Interestingly I took another browse through PUBMED, the master database on medical and scientific research and found another excellent recent study published by the Cochran Review.
They found evidence suggesting that vitamin D3 may significantly improve survival of elderly participants living in institutional care who were likely to be vitamin D deficient with significant risk of falls and fractures. Vitamin D2, another type sometimes found in supplements, was NOT found to decrease mortality.
In fact, vitamin D2 may increase mortality some clinical trials. The researchers concluded that vitamin D3 might improve mortality. (Bjelakovic et al. 2014)
Caveat: Vitamin D3 combined with calcium significantly increased kidney stones.(Bjelakovic et al. 2014)
The tolerable upper limit is 2,000 mg according to the Institute of Medicine (IOM 2011)
What should you do?
Take at least 2000 units of vitamin D3 a day with food. This is a minimal dose. Often people need much more based on their blood test. Also, the bigger the person, the more they need.
The good news is that vitamin D3 supplementation is highly inexpensive and there are typically no manufacturing issues with making this vitamin. I use myself and recommend to patients Omega Avail Ultra with D3, K1 and K2 – 2 softgels two times a day with food. (Disclosure).
I like this formula because it “ kills 3 birds with one stone” if you will, with Omega-3’s, Vitamin D3 and Vitamin K – especially K2. Often, however, patients need more Vitamin D especially in the winter and if they are big.
Patients with Kidney failure and Hyperparathyroidism should NOT take vitamin D without supervision.

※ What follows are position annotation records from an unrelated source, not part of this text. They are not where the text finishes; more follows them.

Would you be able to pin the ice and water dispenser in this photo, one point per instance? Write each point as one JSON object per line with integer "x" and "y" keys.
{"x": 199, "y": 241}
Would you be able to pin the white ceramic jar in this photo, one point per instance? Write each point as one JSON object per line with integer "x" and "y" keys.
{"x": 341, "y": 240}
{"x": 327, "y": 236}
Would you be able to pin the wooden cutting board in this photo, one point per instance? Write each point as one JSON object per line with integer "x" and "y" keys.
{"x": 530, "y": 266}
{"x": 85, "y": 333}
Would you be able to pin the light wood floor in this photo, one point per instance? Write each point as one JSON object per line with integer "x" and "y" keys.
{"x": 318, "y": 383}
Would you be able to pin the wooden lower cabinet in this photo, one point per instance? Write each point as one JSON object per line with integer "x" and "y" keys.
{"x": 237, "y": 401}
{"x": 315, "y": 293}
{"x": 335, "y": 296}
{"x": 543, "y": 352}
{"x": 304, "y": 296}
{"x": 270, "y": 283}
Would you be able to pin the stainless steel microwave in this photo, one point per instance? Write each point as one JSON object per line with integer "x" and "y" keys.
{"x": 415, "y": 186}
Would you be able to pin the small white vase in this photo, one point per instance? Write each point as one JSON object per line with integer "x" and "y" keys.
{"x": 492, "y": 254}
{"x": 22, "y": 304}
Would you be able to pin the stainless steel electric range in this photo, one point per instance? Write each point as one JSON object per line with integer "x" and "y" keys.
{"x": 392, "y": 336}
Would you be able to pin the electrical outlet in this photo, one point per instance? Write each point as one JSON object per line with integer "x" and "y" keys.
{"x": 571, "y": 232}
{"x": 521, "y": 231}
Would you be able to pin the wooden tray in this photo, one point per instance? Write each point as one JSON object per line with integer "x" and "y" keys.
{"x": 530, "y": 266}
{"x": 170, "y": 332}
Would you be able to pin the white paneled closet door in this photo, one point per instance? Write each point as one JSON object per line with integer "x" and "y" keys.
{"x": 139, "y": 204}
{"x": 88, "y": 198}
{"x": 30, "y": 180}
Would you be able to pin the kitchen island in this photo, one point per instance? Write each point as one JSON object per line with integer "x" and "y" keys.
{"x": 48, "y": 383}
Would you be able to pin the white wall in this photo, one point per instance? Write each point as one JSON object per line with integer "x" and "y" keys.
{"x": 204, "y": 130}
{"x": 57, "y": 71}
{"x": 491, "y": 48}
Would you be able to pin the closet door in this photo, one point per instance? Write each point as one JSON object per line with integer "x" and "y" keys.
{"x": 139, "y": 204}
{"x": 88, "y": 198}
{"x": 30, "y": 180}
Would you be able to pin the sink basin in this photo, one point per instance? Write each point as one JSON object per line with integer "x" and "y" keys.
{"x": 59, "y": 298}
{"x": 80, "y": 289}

In fact, I recommend every to visit a nutritionally oriented physician like a naturopathic doctor or an integrative MD.
Go get some sun this weekend. It’s been a tough, very low vitamin D winter for most.
Chen L, Davey Smith G, Evans DM, Cox A, Lawlor DA et al. Genetic variants in the vitamin d receptor are associated with advanced prostate cancer at diagnosis: findings from the prostate testing for cancer and treatment study and a systematic review. Cancer Epidemiol Biomarkers Prev 2009; 18: 2874–81.
Holt SK, Kwon EM, Koopmeiners JS, Lin DW, Feng Z et al. Vitamin D pathway gene variants and prostate cancer prognosis. Prostate 2010; 70: 144860.
Fang F, Kasperzyk JL, Shui I, Hendrickson W, Hollis BW et al. Prediagnostic plasma vitamin D metabolites and mortality among patients with prostate cancer. PLoS ONE 2011; 6: e18625.
Bjelakovic G1, Gluud LL, Nikolova D, Whitfield K, Wetterslev J, Simonetti RG, Bjelakovic M, Gluud C.Vitamin D supplementation for prevention of mortality in adults. Cochrane Database Syst Rev. 2014 Jan 10;1:CD007470.